Abstract

Among the most contentious political issues today is the status of war refugees. Most Americans assume that this is a twentieth-century issue—tragic, albeit peripheral—that was the inevitable result of modern warfare. In Troubled Refuge Chandra Manning demonstrates that refugees were central to the course and consequence of the nineteenth-century Civil War. Civil War refugees have been studied, but scholars and others used the term refugees to describe Southern whites fleeing advancing armies. In memory, formerly enslaved Americans retained the dubious but legally correct (in 1861) status as contrabands, not refugees. Regardless of the appellation or the term, understanding former slaves' actions as refugees remains central to how modern scholars assess the evolution of the Civil War from a war for union to a war for freedom—the end of slavery and the realization of emancipation. Manning's award-winning study What This Cruel War Was Over: Soldiers, Slavery, and the Civil War (2007) examined soldiers' evolving views of emancipation, which she asserts was central to what they believed the war was about.

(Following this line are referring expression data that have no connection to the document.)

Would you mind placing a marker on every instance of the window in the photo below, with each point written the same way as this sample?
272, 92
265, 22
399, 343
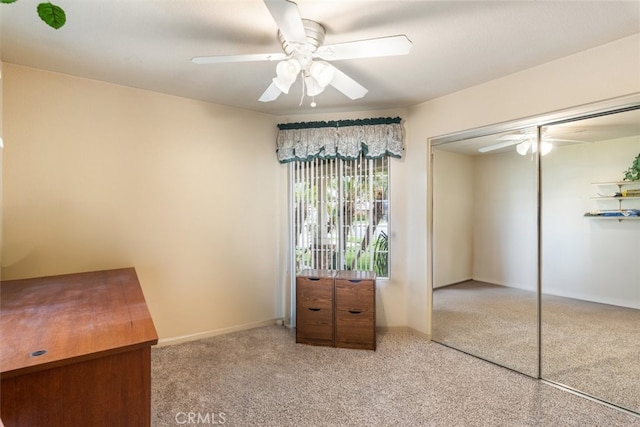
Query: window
340, 214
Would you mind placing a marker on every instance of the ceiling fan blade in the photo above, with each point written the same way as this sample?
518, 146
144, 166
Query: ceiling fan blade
383, 46
499, 145
347, 85
288, 19
238, 58
573, 141
271, 94
515, 137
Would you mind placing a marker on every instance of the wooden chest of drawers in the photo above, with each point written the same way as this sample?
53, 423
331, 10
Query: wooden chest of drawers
314, 307
336, 308
355, 310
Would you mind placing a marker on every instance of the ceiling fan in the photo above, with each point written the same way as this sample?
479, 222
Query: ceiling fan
525, 142
305, 54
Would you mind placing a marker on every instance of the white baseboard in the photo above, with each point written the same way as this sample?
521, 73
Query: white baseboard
200, 335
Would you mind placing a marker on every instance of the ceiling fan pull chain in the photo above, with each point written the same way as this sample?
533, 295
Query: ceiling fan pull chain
303, 91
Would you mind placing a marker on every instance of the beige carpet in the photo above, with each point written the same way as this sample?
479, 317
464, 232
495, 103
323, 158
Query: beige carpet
590, 347
261, 377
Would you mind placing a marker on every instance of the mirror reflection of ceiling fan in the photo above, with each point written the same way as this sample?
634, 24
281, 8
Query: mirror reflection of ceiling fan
526, 142
304, 54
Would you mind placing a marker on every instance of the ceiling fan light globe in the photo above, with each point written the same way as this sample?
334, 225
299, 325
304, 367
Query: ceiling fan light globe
523, 147
323, 72
313, 87
287, 71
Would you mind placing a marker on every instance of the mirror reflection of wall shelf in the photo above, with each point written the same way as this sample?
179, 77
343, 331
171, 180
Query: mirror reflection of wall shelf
627, 196
520, 282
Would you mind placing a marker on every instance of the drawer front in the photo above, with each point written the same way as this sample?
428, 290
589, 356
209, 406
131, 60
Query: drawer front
314, 325
355, 295
355, 330
314, 293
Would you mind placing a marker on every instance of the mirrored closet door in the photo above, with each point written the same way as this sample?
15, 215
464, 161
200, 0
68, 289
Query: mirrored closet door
485, 240
535, 249
590, 236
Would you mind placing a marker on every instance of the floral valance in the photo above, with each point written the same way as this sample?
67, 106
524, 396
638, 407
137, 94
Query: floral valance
345, 139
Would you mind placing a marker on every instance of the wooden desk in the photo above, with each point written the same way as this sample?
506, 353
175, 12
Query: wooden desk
76, 350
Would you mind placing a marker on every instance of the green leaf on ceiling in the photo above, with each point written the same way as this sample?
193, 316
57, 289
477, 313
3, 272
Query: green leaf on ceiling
51, 14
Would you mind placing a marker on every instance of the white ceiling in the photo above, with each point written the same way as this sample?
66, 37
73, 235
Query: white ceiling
456, 44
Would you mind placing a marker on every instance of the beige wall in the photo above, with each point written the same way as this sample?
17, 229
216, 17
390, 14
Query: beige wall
608, 71
100, 176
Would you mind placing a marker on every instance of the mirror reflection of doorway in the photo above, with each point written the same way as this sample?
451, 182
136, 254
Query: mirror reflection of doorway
511, 216
485, 249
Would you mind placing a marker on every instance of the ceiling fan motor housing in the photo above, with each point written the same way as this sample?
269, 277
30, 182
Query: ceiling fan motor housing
303, 52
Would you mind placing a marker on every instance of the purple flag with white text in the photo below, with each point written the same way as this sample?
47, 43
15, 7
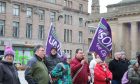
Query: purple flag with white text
102, 40
52, 41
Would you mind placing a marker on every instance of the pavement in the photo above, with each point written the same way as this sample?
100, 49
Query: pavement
22, 77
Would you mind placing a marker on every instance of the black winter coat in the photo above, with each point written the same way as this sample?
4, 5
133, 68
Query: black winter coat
8, 73
118, 68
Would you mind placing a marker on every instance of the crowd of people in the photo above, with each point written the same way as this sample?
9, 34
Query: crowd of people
52, 69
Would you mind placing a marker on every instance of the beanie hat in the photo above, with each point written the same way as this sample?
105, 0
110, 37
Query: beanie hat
9, 51
54, 47
64, 57
132, 62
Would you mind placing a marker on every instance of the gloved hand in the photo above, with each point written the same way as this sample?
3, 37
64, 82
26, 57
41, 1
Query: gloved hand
64, 72
107, 80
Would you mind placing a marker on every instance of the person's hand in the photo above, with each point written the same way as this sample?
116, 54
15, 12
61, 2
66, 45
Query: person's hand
82, 62
107, 79
64, 71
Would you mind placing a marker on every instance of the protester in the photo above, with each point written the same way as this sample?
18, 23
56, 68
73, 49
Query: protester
91, 67
116, 67
134, 72
125, 61
8, 73
79, 68
62, 72
37, 72
52, 59
102, 74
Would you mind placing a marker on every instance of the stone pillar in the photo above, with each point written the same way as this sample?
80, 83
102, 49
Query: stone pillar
134, 39
120, 36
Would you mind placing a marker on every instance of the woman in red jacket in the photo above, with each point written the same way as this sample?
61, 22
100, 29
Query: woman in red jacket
102, 75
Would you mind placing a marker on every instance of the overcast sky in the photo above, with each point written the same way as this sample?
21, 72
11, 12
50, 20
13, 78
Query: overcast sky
103, 4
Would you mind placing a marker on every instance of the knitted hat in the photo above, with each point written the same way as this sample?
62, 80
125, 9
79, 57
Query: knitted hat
132, 62
64, 57
9, 51
54, 47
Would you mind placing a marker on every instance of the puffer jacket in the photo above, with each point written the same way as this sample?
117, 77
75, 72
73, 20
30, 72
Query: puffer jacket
8, 73
82, 77
100, 74
51, 62
36, 72
134, 76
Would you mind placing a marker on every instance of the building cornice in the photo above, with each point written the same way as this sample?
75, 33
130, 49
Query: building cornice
74, 10
123, 4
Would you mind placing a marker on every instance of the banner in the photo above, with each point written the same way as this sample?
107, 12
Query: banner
52, 41
102, 40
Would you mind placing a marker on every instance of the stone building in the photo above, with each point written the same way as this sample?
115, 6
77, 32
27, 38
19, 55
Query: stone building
124, 20
25, 23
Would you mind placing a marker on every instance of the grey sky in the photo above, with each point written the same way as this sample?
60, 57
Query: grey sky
103, 4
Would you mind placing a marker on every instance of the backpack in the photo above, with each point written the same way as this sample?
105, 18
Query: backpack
125, 78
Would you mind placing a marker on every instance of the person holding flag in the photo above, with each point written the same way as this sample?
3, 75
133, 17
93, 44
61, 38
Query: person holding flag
102, 45
53, 52
102, 40
80, 68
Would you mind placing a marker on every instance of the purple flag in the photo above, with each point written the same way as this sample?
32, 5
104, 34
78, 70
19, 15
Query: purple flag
102, 40
52, 41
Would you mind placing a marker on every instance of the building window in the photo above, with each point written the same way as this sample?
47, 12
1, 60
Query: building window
91, 30
68, 19
52, 16
2, 7
80, 22
68, 52
2, 27
67, 35
81, 7
29, 12
41, 32
68, 3
16, 10
15, 29
29, 30
80, 36
41, 14
52, 1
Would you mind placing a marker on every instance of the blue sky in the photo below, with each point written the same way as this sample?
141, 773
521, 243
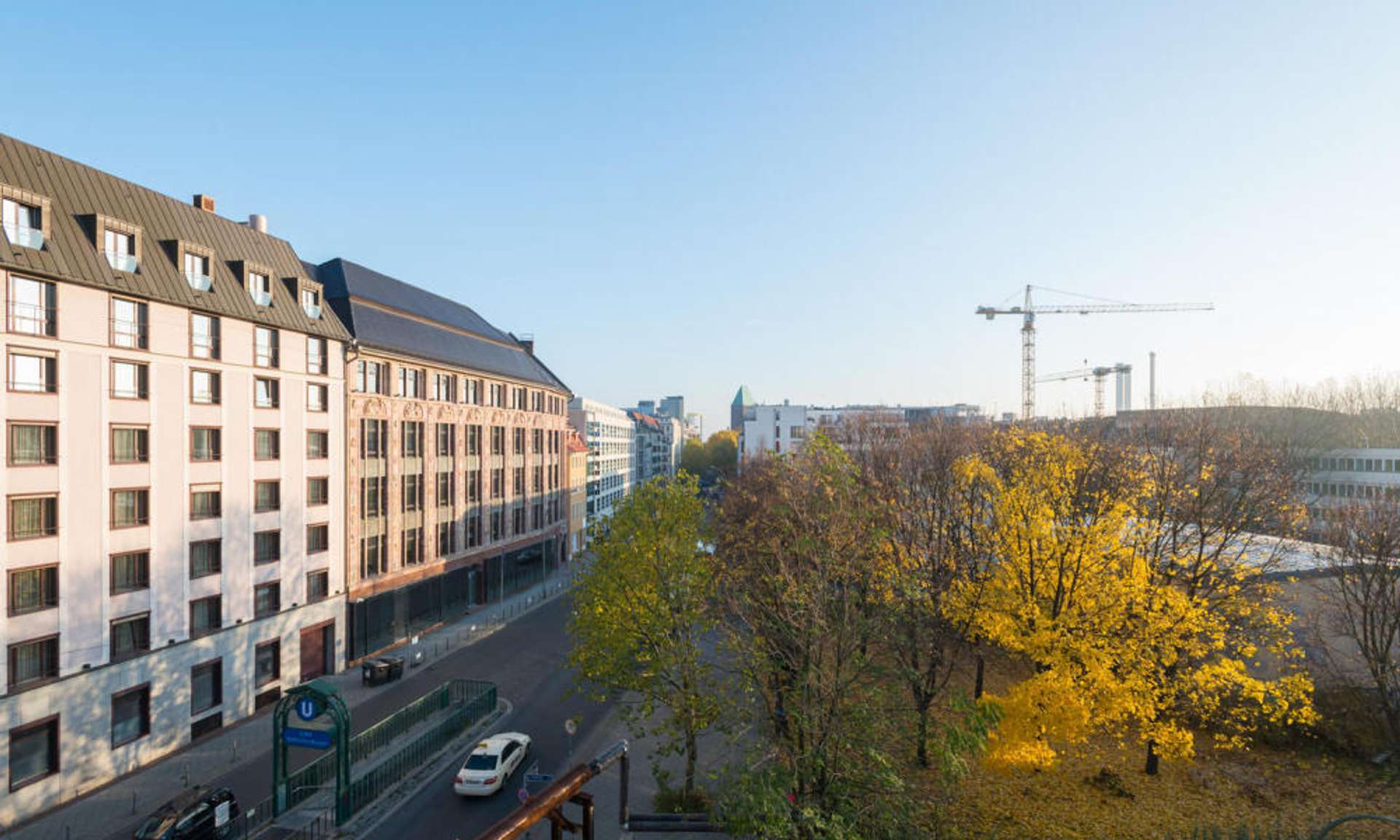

Her current study documents the conscious efforts of the formerly enslaved to change these white soldiers' views. Manning explains that “this book is an extended meditation on the tension between structure and agency in the wartime destruction of slavery in the United States” (p. 10). Slavery ended because of formerly enslaved individuals' “courage determination and resilience”; however, none of this would have mattered because “sometimes immense structural forces—like firepower and state power—overcome people, no matter how resolute their will” (ibid.). In her view, black refugees allied with the army and the federal government, allowing them to achieve their goals. While scholars usually summarize these goals as emancipation and citizenship, Manning's nuanced analysis of citizenship demonstrates that refugees' push was not about political rights but about “autonomy for themselves, their loved ones and their communities” (p. 14).